Generalisation Bounds of Zero-Shot Economic Forecasting Using Time Series Foundation Models
Round 1
Reviewer 1 Report
Comments and Suggestions for AuthorsThe paper is generally well-written, yet the novelty is limited due to the focus on testing existing models rather than proposing new models to solve the problem. More importantly, the work does not address a significant problem/challenge. Questions like "how does the issue pose a challenge to researchers if the paper's work does not exist?" should be answered, and the paper's contributions would diminish if other researchers can also address the research gap without much effort.
I am not quite convinced why testing "out-of-the-box, pre-trained TSFMs" is so important.
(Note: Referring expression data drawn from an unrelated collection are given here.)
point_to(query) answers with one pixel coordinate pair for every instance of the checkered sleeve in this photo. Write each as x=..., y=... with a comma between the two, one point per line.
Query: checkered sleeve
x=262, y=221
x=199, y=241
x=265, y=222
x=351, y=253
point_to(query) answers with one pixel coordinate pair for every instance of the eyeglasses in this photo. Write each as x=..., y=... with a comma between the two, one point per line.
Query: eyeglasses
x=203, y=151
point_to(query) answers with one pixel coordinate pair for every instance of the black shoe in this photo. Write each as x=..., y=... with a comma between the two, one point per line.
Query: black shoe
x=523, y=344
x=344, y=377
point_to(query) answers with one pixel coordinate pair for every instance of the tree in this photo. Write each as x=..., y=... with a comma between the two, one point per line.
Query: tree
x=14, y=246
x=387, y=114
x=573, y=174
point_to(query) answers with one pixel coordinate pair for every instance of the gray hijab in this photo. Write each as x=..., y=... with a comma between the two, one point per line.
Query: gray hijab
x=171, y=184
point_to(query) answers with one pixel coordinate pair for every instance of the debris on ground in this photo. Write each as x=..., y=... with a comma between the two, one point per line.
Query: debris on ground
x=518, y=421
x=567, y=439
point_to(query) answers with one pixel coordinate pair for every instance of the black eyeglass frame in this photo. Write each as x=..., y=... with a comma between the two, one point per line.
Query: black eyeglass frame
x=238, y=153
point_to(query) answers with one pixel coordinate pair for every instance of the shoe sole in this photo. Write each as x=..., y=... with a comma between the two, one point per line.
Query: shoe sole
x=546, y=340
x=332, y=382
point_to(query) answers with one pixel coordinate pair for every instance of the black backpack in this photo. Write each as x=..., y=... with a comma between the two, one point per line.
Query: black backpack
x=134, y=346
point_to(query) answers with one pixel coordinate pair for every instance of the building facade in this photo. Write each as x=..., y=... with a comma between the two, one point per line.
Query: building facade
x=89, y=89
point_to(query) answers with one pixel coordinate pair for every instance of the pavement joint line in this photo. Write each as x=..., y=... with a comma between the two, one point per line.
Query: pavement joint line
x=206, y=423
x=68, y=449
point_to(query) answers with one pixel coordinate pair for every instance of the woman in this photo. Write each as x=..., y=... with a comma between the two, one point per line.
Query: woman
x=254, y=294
If we know we could most likely get a better solution based on the out-of-the-box version, why stick to the out-of-the-box? Why would this work be that important in this case?
A similar question is about the "zero-shot setting" of transfer learning. If few-shot or other settings are more practical, then why is the zero-shot setting specifically of interest?
The work has used "LSBoost" and "Factor Model" as state-of-the-art baselines. However, they were proposed around 4 years ago. I wonder if more recent baseline methods exist.
Author Response
Dear Reviewer,
Thank you for the thoughtful and constructive reviews of our manuscript.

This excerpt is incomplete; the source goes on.